AOL saw a rise in its net income but a slide in revenue during the fourth quarter of 2010.
The company reported earnings of $66.2 million, compared with $1.4 million in the same period a year ago. However, revenue fell 26 percent to $596 million.
It put down the fall in revenue to restructuring costs following the aftermath of its divorce from Time Warner. Slides in advertising sales and dial-up subscriptions also contributed to the loss and the company also said that selling off “unprofitable units” had also caused a decline in sales.
Overall AOL ad revenue was down 29 percent and display was down 14 percent,
However, the poor performance hasn’t phased the AOL marketing machine, with Tim Armstrong, Chairman and CEO, approving a quote in which he says: “I am very proud of what we accomplished in 2010 as we began the year with a significant restructuring of AOL and ended the year with a significantly improved balance sheet, a number of exciting new products and a new culture focused on winning.
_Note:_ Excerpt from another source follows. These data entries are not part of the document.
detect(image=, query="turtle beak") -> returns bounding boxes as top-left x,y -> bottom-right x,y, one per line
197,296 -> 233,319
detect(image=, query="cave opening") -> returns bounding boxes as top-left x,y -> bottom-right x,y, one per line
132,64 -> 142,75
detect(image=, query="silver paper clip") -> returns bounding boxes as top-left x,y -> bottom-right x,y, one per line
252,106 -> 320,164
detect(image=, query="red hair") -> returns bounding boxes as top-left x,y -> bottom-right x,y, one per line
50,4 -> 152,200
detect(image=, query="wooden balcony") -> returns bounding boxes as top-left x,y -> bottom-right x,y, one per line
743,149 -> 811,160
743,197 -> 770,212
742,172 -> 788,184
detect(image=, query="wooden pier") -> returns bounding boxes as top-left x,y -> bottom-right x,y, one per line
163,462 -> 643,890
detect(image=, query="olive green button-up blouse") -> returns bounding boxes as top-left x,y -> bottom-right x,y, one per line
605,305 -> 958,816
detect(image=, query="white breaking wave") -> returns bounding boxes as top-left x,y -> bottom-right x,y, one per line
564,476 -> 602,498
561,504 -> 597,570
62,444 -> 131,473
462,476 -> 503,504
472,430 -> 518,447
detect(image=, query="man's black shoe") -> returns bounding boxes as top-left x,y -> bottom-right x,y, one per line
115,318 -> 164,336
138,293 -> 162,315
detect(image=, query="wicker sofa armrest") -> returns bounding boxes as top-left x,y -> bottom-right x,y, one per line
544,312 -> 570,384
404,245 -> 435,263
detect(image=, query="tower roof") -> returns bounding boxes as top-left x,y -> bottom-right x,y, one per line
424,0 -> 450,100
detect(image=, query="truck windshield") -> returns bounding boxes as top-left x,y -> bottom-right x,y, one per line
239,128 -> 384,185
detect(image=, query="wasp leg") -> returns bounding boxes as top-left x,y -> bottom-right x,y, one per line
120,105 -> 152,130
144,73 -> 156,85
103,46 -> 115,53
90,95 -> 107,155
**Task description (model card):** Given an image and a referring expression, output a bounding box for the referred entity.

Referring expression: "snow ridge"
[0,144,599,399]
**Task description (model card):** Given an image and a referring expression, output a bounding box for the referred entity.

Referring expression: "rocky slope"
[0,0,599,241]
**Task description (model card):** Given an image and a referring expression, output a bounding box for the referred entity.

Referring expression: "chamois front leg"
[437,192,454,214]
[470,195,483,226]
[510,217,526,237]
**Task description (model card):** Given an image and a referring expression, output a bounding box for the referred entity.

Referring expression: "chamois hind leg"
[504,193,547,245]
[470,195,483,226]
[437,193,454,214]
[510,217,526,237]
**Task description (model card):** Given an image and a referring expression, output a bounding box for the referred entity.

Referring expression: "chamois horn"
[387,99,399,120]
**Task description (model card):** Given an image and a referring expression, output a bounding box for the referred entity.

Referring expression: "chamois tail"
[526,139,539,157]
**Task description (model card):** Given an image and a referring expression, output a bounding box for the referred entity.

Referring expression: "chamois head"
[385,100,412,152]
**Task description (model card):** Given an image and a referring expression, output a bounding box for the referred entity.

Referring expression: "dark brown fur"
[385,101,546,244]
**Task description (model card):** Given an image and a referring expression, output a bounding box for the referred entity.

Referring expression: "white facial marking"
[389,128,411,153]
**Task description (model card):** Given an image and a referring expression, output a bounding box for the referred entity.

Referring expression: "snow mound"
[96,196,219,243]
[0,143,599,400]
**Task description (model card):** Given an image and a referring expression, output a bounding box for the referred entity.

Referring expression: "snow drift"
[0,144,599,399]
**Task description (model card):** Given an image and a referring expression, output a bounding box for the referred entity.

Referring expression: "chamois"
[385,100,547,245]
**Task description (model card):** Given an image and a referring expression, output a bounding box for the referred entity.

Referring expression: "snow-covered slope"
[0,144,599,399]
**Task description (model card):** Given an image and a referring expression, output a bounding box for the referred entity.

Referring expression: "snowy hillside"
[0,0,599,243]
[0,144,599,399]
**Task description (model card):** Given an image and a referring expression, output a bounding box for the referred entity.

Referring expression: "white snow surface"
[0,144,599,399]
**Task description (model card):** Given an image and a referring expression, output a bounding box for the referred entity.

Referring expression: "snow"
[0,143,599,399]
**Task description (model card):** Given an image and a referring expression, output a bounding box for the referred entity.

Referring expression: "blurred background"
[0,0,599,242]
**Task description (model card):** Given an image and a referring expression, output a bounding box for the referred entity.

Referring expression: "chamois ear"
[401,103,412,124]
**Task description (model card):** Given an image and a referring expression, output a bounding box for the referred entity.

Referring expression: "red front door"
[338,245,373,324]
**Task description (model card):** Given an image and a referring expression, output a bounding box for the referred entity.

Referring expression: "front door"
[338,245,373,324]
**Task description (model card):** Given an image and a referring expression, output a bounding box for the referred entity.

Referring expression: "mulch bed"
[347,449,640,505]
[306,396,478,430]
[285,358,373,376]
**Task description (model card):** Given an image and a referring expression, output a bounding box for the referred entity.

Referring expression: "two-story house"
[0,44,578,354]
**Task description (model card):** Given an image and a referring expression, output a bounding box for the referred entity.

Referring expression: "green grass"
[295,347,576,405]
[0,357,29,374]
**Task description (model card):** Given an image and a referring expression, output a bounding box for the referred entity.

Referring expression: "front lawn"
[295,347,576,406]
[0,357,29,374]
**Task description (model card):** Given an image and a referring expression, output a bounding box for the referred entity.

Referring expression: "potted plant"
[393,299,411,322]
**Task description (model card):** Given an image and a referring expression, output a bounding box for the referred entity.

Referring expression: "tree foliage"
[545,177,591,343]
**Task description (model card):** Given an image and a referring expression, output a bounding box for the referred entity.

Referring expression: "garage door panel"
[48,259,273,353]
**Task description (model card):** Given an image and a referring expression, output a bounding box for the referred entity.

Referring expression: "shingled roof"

“We have set aggressive goals for ourselves in 2011 in pursuit of capturing the growing opportunity ahead of us.”
That hasn’t stopped business analysts from criticising the figures.
Henry Blodget Tweeted: “Most of AOL’s ad revenue plunge came from search (which is 100% profit) and closed products, but even AOL’s core US display business, the one it is betting what’s left of the company on, shrank in Q4.”
However he added: “On a positive note, AOL still generating $300mm of cash a year and has $800mm in bank.”